Agbekey-Taylor pointed out that people are generally poorly-informed about the possible side effects of these cosmetics and may even continue to use them despite adverse reactions. Now resident in Finland, she has turned her hand to building up a sustainable cosmetics line that uses natural ingredients from Ghana and Finland.

Lighter skin comes with risks

Batulo Essak, a midwife, public health nurse and founder of the health-focused NGO African Care, told Yle News that the use of skin lighteners is an issue that flies under the radar in Finland.

"In Finland nobody talks about these things but they are beginning to talk in Africa, America and Asia," Essak noted.

She told Yle News that ethnic stores in Finland sell the products simply because there is a demand for them. On the other hand, people are reluctant to admit that they use skin lighteners, she said.

"They don’t tell you, but you can see the difference if their hands and feet are dark and their faces are lighter. You might also smell it, because these products burn the skin."

"Nowadays men also use them. You see people buying them at the ethnic stores. Women think men like lighter skin and it will improve their chances of getting married. I won’t use it because I’m proud of my colour," she added.

African Care’s Essak said that she also feels strongly about the use of skin lightening cosmetics because of her nursing background.

"I am a nurse and I counsel people about health. I don’t support their use because it’s not healthy. It burns the skin and can damage the kidneys," Essak declared.

Yle News spoke with the Finnish Safety and Chemicals Agency, Tukes, which pointed out that while many products can be used safely, others may contain substances such as mercury and hydroquinone, which are harmful to humans, and which are prohibited in the EU’s Cosmetic Product Regulation (CPR).

"Hydroquinone is a skin sensitiser and may cause an allergic skin reaction. According to the CPR, skin lightening cosmetic products shall not contain substances such as mercury and hydroquinone," Tukes senior officer Terhi Tauriala-Rajala said.

WHO lists public health dangers

The World Health Organization has also noted that although products containing mercury have been banned in many countries, they may still be available in stores or online. It warns in a paper on the subject that many products may not even indicate that mercury is an ingredient.

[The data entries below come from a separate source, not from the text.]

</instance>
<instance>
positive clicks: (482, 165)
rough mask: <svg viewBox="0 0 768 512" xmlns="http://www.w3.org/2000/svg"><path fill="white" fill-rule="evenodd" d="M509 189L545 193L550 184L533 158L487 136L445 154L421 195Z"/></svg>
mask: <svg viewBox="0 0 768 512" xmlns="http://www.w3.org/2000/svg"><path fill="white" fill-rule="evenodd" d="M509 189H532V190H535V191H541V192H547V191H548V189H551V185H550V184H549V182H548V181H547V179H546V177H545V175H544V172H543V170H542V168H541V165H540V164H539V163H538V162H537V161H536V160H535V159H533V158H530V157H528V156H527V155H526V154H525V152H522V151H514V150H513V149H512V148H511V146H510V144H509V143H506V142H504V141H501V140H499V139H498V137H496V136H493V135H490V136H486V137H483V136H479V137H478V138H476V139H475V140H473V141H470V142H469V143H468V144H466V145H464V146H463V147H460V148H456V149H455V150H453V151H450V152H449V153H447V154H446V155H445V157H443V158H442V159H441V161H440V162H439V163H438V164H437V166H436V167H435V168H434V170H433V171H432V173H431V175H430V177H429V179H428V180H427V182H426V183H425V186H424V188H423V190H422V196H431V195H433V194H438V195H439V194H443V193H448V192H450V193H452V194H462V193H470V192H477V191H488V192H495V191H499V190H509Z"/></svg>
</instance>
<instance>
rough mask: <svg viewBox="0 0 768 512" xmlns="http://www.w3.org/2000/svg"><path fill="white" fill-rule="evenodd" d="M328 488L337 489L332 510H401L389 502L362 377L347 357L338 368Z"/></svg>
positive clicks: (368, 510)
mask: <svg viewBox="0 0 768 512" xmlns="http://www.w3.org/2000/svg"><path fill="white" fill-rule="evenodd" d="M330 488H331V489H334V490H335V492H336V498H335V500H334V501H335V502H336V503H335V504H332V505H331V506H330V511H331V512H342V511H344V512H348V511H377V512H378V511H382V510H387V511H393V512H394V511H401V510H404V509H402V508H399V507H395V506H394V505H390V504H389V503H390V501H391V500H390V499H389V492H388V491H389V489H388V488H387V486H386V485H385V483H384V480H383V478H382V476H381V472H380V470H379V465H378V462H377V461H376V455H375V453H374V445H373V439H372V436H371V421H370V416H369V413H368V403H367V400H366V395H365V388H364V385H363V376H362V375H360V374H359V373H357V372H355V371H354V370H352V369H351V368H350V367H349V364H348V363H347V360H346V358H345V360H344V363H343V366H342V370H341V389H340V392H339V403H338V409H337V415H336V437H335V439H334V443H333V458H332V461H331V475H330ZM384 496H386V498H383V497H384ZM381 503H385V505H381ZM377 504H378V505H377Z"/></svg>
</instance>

The WHO lists some of the health complications from the use of mercury as "kidney damage, skin rashes, skin discolouration and scarring, reduction in the skin’s resistance to bacterial and fungal infections, anxiety, depression, psychosis and peripheral neuropathy", a form of nerve damage.

The international agency said that the use of skin lighteners may also pose a public health risk. That’s because any mercury in them will eventually find its way into wastewater, later making its way into the environment. In such cases it can enter the food chain as highly toxic methylmercury in fish, potentially posing a danger to the fetuses of pregnant women who consume contaminated fish.

A reckoning over beauty concepts

The practice of skin lightening or skin bleaching, as well as the cultural and social attitudes driving it, have increasingly come under global scrutiny in the wake of a renewed debate on racism in the light of the resurgence of the Black Lives Matter movement.

Many industries and sectors have been facing their own reckoning on the subject, with some critics calling for a detox in white-dominated Hollywood as well as in the Indian film industry, commonly known as Bollywood, which is infamous for its preference for light-skinned leads.

An increasingly strident conversation about colourism and the role of skin lightening preparations has also prompted large global brands such as Unilever and Johnson&Johnson to drop terms such as "whitening" and "fair" from product names in favour of alternatives such as "brightening", "smoothing", "perfecting" or even "clarifying".